Information collected by this scribe about the excessive use of ecstasy pills and ice by local youth unfolds a horrifying situation as the drug is now considered an essential ‘ingredient’ in social gatherings like weddings, engagements and other festive or recreational ceremonies owing to its easy availability throughout Khyber.
Locals said that a majority of youth had gone out of the control of their parents or other family members as those two ‘lethal’ drugs were easily available in designated shops, kiosks, private houses and hujras and even outside educational institutions and sports grounds where those could be supplied through motorcycles or young carriers by using mobile phone service in all the three tehsils of Khyber.
Ghafoor Shah, a social activist in Landi Kotal, said that local drug addicts invented their own names for different types of ecstasy pills like Firoun, Trump, Kabaiga, Silver and Local, depending upon the ‘efficacy’ of those drugs.
Experts say effects of these drugs include hallucination, memory loss and psychosis
He said that such pills were openly offered to users during different types of parties at varying prices while reluctant or refusing youngsters were then ‘administered’ those pills either in a cool drink or green tea to make them addicts.
Ayaz Khan, a resident of Jamrud, told this scribe that initially parents were not aware about the negative effects of those drugs and ignored warnings by close relatives about addiction of their sons to ice and ecstasy pills but now they were mostly helpless to prevent such addicts from use of drugs.
Dr Feroz Shah, a health expert, was equally apprehensive about the spiralling use and sale of such lethal drugs and cautioned about serious health complications as their long term implications.
He said that excessive use of ecstasy pills mainly affected the central nervous system with short term or immediate effects such as increase in heartbeat, fast breathing and an addict becoming more alert, awake for a long time and talkative and in highly joyous mode.
“These are the signs and effects of these highly addictive pills, which attract most of our unemployed and depressed youth towards it with little or no knowledge of their worst side effects on their health,” he said.

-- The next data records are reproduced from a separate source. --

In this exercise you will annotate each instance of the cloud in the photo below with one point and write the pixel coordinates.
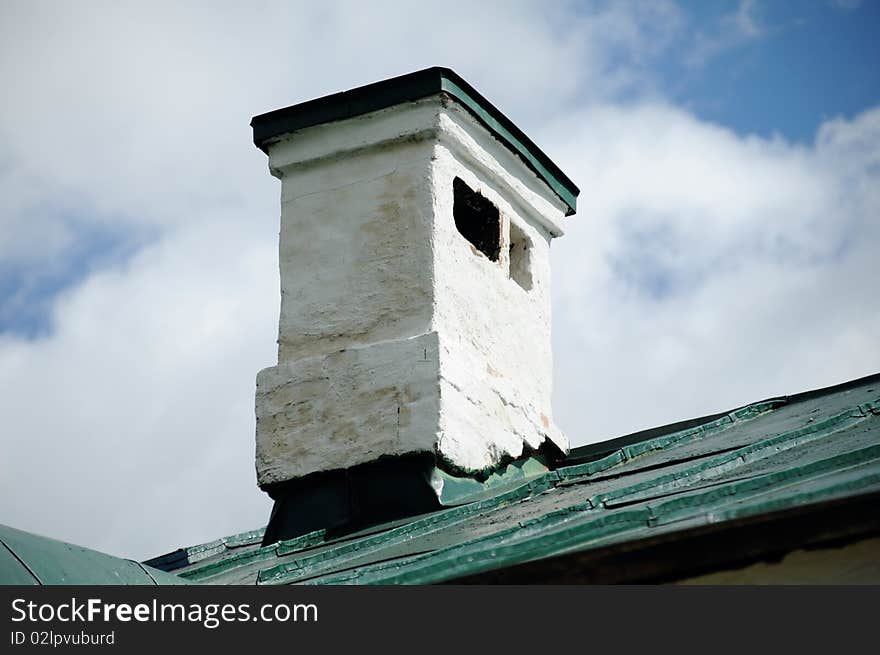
(703, 269)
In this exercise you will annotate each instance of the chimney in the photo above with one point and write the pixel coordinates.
(414, 335)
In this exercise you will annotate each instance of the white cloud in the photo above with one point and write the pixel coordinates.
(732, 31)
(703, 269)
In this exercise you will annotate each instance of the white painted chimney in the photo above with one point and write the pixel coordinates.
(415, 282)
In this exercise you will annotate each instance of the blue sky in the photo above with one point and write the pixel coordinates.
(766, 67)
(802, 63)
(725, 247)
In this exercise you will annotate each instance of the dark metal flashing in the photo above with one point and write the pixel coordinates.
(594, 451)
(675, 556)
(408, 88)
(346, 500)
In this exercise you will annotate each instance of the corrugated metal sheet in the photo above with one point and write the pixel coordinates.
(764, 458)
(27, 558)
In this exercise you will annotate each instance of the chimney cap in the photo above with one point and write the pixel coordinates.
(407, 88)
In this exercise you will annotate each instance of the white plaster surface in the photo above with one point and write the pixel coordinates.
(396, 335)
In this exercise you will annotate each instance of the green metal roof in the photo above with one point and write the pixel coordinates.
(407, 88)
(769, 462)
(29, 559)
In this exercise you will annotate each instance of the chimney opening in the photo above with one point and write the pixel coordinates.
(477, 219)
(520, 258)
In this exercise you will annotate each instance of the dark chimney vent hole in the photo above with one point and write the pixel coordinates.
(477, 219)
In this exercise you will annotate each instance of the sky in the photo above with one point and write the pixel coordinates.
(726, 246)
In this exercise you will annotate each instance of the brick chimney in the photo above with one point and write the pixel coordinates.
(414, 334)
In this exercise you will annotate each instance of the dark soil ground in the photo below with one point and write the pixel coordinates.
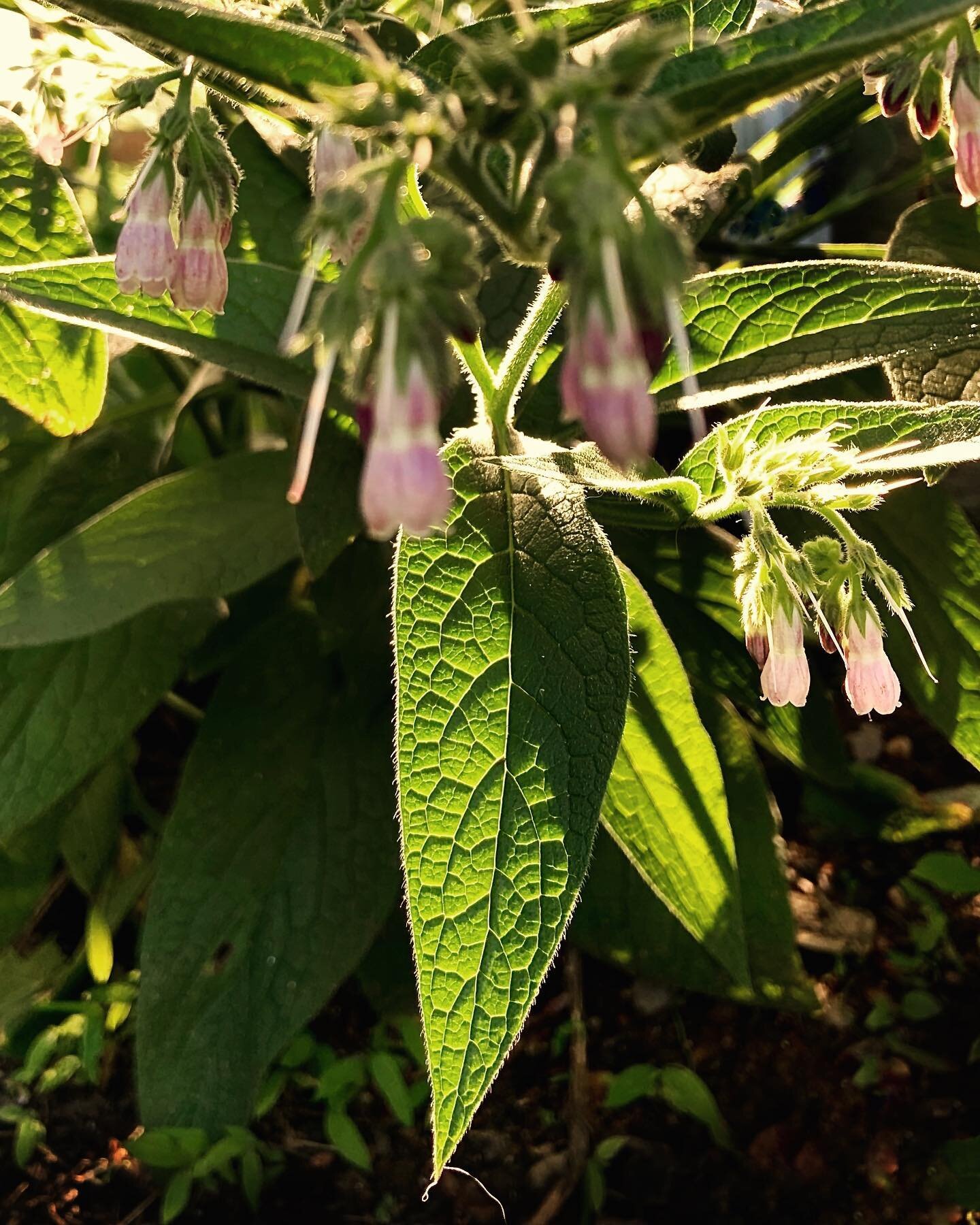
(808, 1145)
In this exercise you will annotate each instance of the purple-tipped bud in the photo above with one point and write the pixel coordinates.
(757, 644)
(785, 678)
(964, 137)
(606, 385)
(333, 156)
(404, 480)
(201, 276)
(146, 254)
(871, 683)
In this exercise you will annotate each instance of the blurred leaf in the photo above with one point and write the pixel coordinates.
(276, 871)
(48, 369)
(514, 673)
(206, 532)
(169, 1148)
(666, 799)
(343, 1133)
(949, 872)
(90, 830)
(297, 61)
(623, 921)
(713, 85)
(387, 1076)
(756, 330)
(943, 233)
(272, 203)
(67, 707)
(924, 534)
(244, 340)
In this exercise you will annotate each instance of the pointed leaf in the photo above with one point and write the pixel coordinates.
(52, 372)
(512, 661)
(276, 872)
(666, 800)
(243, 340)
(206, 532)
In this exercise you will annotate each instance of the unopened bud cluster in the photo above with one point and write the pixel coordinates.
(189, 178)
(938, 86)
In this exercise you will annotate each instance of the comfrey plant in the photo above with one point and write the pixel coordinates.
(474, 287)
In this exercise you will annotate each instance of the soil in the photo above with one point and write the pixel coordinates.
(808, 1145)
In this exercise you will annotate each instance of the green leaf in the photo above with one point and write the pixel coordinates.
(52, 372)
(206, 532)
(346, 1137)
(243, 340)
(713, 85)
(666, 800)
(276, 871)
(673, 500)
(90, 831)
(177, 1197)
(65, 707)
(387, 1076)
(755, 330)
(686, 1092)
(272, 203)
(865, 427)
(169, 1148)
(691, 583)
(299, 63)
(329, 516)
(925, 536)
(940, 233)
(949, 872)
(621, 920)
(512, 662)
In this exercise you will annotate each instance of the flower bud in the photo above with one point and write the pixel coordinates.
(871, 683)
(201, 276)
(785, 678)
(606, 385)
(930, 103)
(146, 254)
(333, 156)
(404, 480)
(964, 129)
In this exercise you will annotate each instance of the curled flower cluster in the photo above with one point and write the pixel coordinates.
(943, 86)
(201, 190)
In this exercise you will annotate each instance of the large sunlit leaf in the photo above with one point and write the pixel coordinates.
(941, 233)
(277, 870)
(712, 85)
(52, 372)
(666, 800)
(932, 544)
(208, 532)
(243, 340)
(286, 59)
(64, 708)
(756, 330)
(865, 427)
(621, 920)
(514, 673)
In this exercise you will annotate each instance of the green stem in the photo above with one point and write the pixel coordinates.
(523, 349)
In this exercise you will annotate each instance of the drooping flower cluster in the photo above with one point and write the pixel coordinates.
(196, 178)
(943, 85)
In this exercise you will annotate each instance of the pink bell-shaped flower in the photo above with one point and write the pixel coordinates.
(785, 676)
(964, 137)
(871, 683)
(404, 480)
(201, 276)
(146, 254)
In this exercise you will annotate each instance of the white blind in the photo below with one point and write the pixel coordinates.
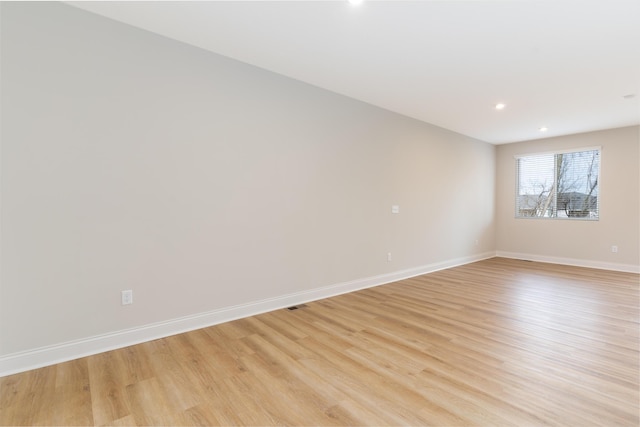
(558, 185)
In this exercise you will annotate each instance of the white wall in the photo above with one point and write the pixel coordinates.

He said that being highly addictive, long term effects of ecstasy pills could include depression, hallucination, memory loss, psychosis and other related mental issues among young users.

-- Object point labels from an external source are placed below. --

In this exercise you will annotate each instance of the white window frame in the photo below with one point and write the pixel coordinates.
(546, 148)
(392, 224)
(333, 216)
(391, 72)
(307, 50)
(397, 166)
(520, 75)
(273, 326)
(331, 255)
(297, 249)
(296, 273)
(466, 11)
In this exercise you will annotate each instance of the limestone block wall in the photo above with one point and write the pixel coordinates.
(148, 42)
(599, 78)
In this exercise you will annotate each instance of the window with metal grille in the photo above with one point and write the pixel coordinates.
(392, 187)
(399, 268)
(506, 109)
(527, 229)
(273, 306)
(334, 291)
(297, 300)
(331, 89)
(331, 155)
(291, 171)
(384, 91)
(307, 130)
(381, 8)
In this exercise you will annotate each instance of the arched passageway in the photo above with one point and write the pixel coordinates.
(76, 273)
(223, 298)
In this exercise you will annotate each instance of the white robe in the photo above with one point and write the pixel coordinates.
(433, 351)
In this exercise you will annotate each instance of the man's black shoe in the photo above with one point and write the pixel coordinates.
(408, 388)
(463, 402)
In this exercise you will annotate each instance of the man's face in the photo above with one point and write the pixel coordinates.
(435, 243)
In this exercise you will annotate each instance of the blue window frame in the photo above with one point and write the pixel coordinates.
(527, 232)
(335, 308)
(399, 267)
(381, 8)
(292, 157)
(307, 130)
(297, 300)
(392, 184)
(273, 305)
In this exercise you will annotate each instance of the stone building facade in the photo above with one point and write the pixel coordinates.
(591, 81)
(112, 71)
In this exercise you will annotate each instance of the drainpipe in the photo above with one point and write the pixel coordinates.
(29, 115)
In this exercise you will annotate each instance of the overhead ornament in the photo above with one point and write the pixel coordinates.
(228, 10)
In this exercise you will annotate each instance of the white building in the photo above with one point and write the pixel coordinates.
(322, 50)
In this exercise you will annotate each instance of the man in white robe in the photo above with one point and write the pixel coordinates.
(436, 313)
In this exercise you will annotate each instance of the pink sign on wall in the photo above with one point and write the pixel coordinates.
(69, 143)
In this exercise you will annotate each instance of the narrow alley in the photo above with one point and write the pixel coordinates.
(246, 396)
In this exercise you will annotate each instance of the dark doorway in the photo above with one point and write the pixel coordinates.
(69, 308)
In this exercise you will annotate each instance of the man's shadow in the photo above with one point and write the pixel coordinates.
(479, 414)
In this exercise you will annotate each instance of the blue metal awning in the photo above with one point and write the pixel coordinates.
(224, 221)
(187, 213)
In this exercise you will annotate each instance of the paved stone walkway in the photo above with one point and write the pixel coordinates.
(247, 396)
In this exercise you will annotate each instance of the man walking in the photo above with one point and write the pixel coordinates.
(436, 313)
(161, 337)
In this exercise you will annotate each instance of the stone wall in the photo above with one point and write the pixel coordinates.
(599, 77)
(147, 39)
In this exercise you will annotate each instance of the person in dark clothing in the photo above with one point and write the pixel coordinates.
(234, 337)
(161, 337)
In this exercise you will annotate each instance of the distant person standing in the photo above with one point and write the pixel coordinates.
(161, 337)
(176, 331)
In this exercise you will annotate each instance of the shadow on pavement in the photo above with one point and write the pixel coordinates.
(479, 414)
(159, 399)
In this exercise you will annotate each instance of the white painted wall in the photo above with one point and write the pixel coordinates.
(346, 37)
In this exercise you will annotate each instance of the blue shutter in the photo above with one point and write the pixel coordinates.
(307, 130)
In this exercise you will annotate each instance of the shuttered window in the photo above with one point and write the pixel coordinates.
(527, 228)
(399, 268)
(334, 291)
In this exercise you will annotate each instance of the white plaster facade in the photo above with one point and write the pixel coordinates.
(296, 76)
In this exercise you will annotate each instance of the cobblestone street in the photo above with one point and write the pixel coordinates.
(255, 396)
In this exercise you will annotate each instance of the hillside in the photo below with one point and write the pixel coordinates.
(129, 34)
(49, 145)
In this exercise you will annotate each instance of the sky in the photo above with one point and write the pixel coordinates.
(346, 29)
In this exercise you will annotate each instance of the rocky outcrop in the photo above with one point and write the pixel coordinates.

Dr Feroz Shah argued that most of addicts themselves or their relatives did not report those matters to doctors for possible treatment or therapy for fear of social stigma and lack of awareness about possible rehabilitation of addicts.
Sources said that absence of a specialist psychiatrist at the district headquarters hospital was hampering psychological treatment of such addicts as medical professionals contended that so far no proper medicine was discovered for treatment of such patients, except psychiatric counselling.
With Khyber police regularly claiming seizure of varying quantities of different types of illegal drugs, sources at Wazir Dhand market in Jamrud alleged that the illegal business was ‘thriving’ unhindered as police accepted ‘monthly’ from drug dealers.
They said that big time drug dealers ‘deputed’ their touts at different convenient points in the vicinity of Wazir Dhand market, situated on the border with Peshawar, to provide ice and ecstasy pills to interested buyers after issuing them a token for easy identification.
They said that currently Wazir Dhand market was considered the main ‘repository’ of illegal drugs including heroin, charas, ice and ecstasy pills with local police in complete knowledge of the daily ‘wheeling and dealing’ by dealers.
Replying to Dawn queries about the rise in use and sale of these drugs, DPO Rae Mazhar Iqbal claimed police seized huge quantity of drugs. He said that the menace could be wiped out with collective efforts.